Namun, saat ini kondisi danau di seluruh dunia dalam bahaya. Untuk itu perlu tindakan nyata dalam melindungi dan memulihkan danau secara global.
"Deklarasi Menteri di Forum Air Dunia ke-10 menyerukan pembentukan Hari Danau Dunia (World Lake Day) oleh Majelis Umum PBB. Hari Danau Dunia akan menjadi pengingat untuk terus mempromosikan agenda pengelolaan danau yang berkelanjutan di tingkat lokal, nasional, regional, serta internasional," ucap Basuki dalam keterangan tertulis, dilansir dari kanal Bisnis Liputan6.com, Senin, 30 September 2024.
Di Indonesia, pengelolaan danau diatur dalam Peraturan Presiden (Perpres) Nomor 60/2021 tentang Penyelamatan Danau Prioritas Nasional. Melalui peraturan ini, kementerian terkait bekerja sama untuk menyelamatkan danau sesuai dengan peran dan kewenangan masing-masing. Seperti normalisasi dan revitalisasi sungai, serta pembangunan struktur pengendalian sedimentasi.
Â
Danau di Jepang dan Indonesia
"Menindaklanjuti hal tersebut kami mengeluarkan Permen PUPR Nomor 28/2015 untuk menetapkan garis sempadan sungai dan danau guna menjaga fungsi danau dan sungai dari gangguan aktivitas di sekitarnya. Garis sempadan telah ditentukan di 8 dari 15 danau prioritas, sementara yang lainnya masih dalam proses," terangnya.
Di Jepang, Danau Biwa atau yang dikenal sebagai Danau Ibu, merupakan sumber air utama di Jepang yang menyediakan perikanan dan air minum bagi 14 juta orang.

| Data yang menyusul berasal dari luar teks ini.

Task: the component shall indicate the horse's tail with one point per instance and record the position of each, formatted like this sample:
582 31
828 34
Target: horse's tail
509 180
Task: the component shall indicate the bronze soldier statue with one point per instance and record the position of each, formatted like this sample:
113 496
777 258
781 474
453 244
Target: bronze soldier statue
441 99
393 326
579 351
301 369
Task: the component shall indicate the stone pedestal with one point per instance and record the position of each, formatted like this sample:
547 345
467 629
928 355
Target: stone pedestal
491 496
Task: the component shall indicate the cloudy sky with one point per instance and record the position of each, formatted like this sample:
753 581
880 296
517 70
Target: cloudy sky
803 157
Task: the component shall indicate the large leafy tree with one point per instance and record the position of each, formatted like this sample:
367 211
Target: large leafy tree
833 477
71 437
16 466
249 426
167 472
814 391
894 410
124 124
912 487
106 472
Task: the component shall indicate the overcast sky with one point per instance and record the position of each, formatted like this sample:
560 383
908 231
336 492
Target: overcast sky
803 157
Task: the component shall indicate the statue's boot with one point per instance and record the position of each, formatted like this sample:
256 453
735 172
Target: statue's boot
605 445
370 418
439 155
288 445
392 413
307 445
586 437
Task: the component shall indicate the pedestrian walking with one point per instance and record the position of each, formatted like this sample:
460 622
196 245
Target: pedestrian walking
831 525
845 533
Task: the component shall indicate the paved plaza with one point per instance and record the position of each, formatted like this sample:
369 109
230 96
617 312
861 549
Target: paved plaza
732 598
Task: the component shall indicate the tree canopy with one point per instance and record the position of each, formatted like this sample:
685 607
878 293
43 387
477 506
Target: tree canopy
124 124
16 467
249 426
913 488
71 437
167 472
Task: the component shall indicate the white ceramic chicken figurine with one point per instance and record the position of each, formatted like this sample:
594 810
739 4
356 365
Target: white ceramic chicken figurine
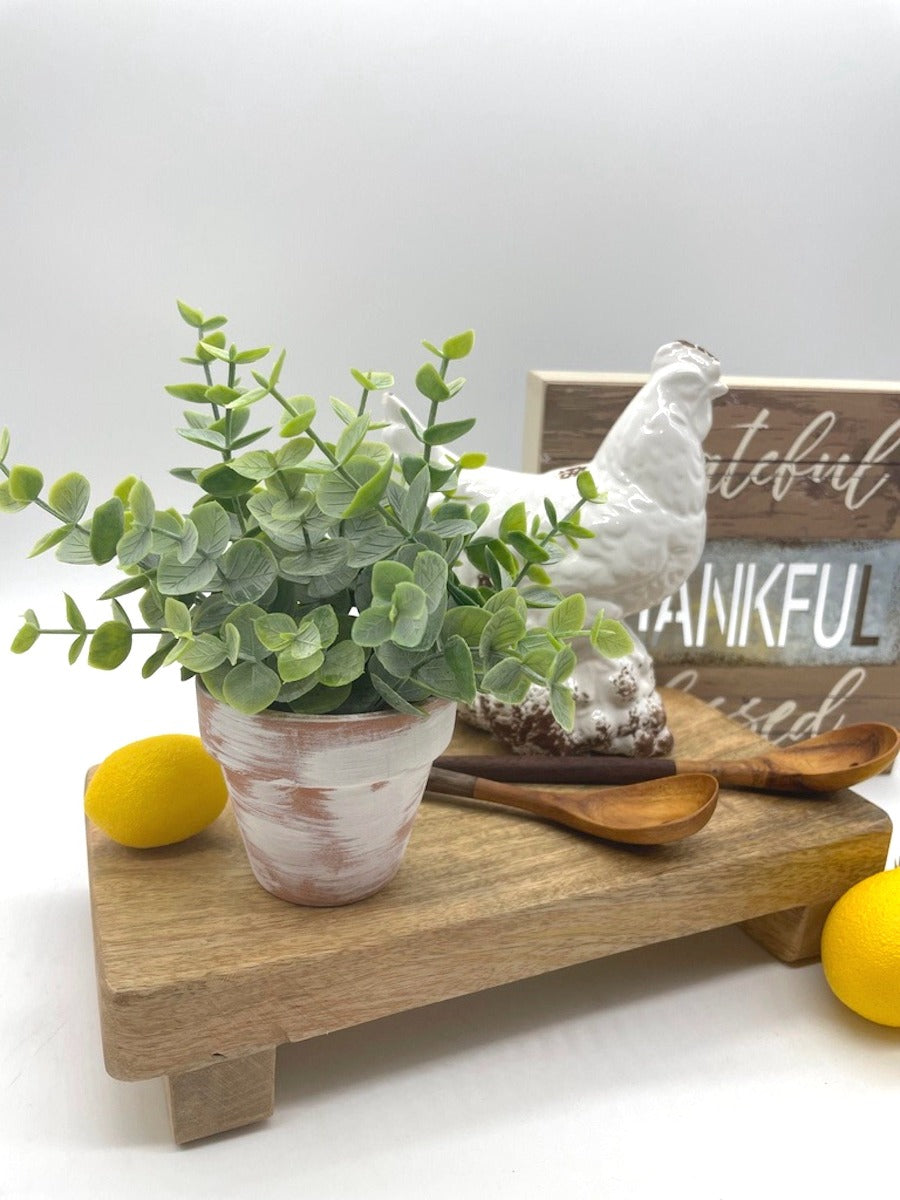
648 537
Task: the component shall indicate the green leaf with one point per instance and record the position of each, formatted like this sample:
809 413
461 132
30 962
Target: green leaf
203 653
252 355
336 496
351 438
294 667
568 617
415 499
540 597
315 561
502 631
275 630
371 492
345 661
233 643
321 700
221 480
76 648
123 489
514 519
215 351
192 316
6 502
529 550
430 571
563 665
457 657
247 569
107 527
390 695
25 639
251 687
214 529
372 381
372 627
221 395
439 435
303 413
109 646
69 497
467 622
153 664
562 706
587 487
507 681
178 617
385 576
459 346
49 540
135 545
257 465
177 579
430 384
471 461
193 393
610 637
244 619
124 587
142 504
247 399
325 621
275 375
208 438
409 615
76 549
25 484
73 615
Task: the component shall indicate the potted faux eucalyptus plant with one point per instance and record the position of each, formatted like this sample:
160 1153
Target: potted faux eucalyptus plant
311 591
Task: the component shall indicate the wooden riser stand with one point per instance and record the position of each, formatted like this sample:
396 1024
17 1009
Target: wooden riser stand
202 973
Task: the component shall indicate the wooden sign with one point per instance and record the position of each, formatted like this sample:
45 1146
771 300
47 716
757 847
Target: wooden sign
791 622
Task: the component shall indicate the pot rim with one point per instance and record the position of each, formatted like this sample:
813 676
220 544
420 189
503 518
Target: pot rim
431 705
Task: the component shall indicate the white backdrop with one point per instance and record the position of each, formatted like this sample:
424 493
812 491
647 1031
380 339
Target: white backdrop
579 180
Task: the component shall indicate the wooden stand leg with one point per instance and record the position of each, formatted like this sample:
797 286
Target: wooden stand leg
792 935
223 1096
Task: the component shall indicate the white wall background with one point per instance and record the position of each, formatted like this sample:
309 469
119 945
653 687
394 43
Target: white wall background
579 179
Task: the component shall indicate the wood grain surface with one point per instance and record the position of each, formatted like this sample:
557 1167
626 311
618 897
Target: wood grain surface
197 965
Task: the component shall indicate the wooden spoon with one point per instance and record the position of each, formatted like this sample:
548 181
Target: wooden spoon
825 763
648 814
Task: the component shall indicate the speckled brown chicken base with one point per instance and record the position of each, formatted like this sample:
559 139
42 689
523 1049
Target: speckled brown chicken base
618 711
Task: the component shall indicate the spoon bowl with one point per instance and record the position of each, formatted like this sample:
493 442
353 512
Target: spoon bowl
648 814
823 763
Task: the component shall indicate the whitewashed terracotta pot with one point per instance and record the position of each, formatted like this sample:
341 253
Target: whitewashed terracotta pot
324 804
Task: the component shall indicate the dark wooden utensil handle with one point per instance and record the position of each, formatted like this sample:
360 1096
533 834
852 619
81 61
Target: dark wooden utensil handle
562 769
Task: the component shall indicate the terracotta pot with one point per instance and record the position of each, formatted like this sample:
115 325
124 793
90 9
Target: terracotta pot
324 804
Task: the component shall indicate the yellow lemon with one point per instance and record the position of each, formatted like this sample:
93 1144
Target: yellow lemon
861 948
156 791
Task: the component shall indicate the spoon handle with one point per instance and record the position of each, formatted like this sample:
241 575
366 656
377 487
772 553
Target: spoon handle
559 769
571 810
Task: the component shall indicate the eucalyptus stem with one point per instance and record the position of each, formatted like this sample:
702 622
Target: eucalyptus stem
433 409
208 373
83 633
341 471
547 537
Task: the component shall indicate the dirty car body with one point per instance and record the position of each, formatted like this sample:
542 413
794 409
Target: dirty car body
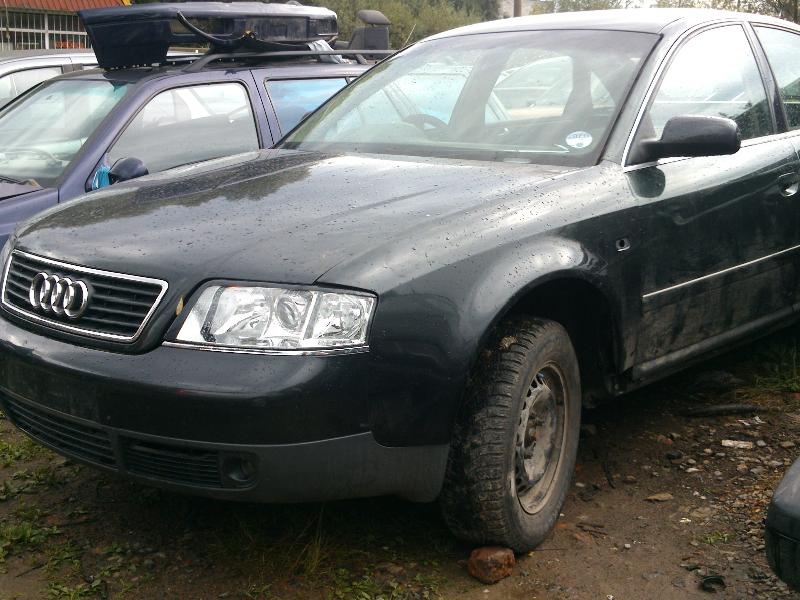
59 140
422 218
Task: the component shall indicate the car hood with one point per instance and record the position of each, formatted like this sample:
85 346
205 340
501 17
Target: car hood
278 216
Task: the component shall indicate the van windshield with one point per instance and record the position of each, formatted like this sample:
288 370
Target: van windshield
42 132
531 96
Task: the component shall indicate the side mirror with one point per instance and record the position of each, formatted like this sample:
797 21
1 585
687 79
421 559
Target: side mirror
125 169
691 136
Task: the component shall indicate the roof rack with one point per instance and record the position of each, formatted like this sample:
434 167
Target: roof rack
139 35
359 55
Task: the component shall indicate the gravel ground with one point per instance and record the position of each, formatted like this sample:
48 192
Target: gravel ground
660 508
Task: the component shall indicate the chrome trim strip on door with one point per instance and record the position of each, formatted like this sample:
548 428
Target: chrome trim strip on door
722 272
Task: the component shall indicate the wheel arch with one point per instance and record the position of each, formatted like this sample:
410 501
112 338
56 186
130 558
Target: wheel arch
576 300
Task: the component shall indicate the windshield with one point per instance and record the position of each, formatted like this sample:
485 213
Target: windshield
41 133
533 96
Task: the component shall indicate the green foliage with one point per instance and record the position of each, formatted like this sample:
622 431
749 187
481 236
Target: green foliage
18 449
24 533
61 591
411 20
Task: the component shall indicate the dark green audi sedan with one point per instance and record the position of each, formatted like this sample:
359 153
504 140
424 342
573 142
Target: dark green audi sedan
415 291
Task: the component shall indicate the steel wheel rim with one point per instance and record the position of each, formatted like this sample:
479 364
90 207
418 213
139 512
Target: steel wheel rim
539 439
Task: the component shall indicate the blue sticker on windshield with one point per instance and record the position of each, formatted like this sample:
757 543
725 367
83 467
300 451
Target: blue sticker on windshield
579 139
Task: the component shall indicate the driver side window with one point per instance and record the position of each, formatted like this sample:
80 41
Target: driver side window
713 74
187 125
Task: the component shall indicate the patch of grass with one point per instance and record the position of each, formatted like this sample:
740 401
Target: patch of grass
258 591
63 554
24 532
780 359
15 450
62 591
716 537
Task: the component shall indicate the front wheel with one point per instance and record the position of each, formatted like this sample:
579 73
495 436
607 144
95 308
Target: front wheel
516 439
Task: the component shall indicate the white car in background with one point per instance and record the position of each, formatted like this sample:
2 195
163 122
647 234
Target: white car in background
20 70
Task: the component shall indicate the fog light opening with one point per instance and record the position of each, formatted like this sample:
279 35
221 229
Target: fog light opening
239 469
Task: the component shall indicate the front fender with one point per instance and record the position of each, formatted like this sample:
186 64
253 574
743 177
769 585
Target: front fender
428 332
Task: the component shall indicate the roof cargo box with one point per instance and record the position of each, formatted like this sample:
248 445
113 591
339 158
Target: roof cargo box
129 36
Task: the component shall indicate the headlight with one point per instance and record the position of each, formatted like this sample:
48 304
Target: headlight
242 316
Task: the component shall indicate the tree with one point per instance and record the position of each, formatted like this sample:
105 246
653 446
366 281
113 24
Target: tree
411 20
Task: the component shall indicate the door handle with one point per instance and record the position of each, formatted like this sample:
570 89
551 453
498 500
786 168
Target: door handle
789 184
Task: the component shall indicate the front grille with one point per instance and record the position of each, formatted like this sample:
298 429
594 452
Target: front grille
173 463
118 306
69 437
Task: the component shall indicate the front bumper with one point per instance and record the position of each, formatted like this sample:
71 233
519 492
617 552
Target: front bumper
237 426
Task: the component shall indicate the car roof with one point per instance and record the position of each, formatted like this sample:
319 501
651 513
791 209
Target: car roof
14 55
644 20
139 74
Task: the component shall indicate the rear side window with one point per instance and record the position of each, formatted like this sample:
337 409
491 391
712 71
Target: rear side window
293 99
187 125
783 51
713 74
25 80
14 84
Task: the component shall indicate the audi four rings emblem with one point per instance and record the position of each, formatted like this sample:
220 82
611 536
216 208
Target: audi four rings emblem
59 295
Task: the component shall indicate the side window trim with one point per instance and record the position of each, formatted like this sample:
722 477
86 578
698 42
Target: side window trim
663 68
784 126
780 123
268 97
146 101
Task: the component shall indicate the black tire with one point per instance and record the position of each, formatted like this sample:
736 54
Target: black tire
783 555
488 477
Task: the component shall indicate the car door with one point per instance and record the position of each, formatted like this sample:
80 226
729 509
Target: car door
782 50
720 233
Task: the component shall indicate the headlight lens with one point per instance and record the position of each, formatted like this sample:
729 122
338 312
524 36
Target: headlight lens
266 317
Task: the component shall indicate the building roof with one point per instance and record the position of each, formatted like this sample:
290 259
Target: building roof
59 5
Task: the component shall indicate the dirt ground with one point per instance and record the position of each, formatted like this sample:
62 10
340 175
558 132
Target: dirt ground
68 532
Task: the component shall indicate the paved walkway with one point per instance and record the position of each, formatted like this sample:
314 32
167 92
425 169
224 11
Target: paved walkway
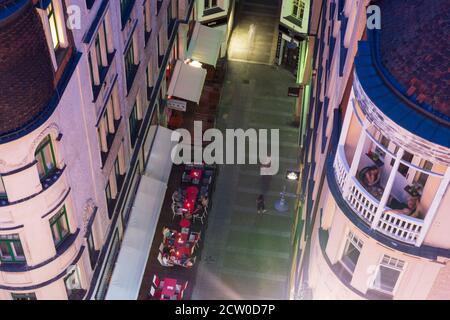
256 32
246 256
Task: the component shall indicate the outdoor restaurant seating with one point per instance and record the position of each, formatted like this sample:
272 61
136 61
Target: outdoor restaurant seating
167 289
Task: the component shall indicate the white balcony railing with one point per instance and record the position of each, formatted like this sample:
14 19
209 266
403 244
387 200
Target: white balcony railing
400 227
341 167
365 205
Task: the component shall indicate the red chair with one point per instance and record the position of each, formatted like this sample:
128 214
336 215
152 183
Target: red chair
156 281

Namun danau ini mengalami tantangan besar karena pencemaran dan penurunan sumber daya akibat urbanisasi. Untuk menjawab tantangan ini, Gubernur Shiga meluncurkan Tujuan Danau Ibu (Mother Lake Goals/MLG) pada tahun 2021 dan Peraturan Pencegahan Eutrofikasi, serta mengelola beban sungai, yang telah terbuki efektif dalam mengurangi pencemaran sejak tahun 1970an.
"Melihat keberhasilan Prefektur Shiga dalam mengelola Danau Biwa, saya berharap kita bisa saling berbagi pengetahuan dan pengalaman tentang cara mengelola danau dan menerapkannya di Indonesia," pungkas Basuki.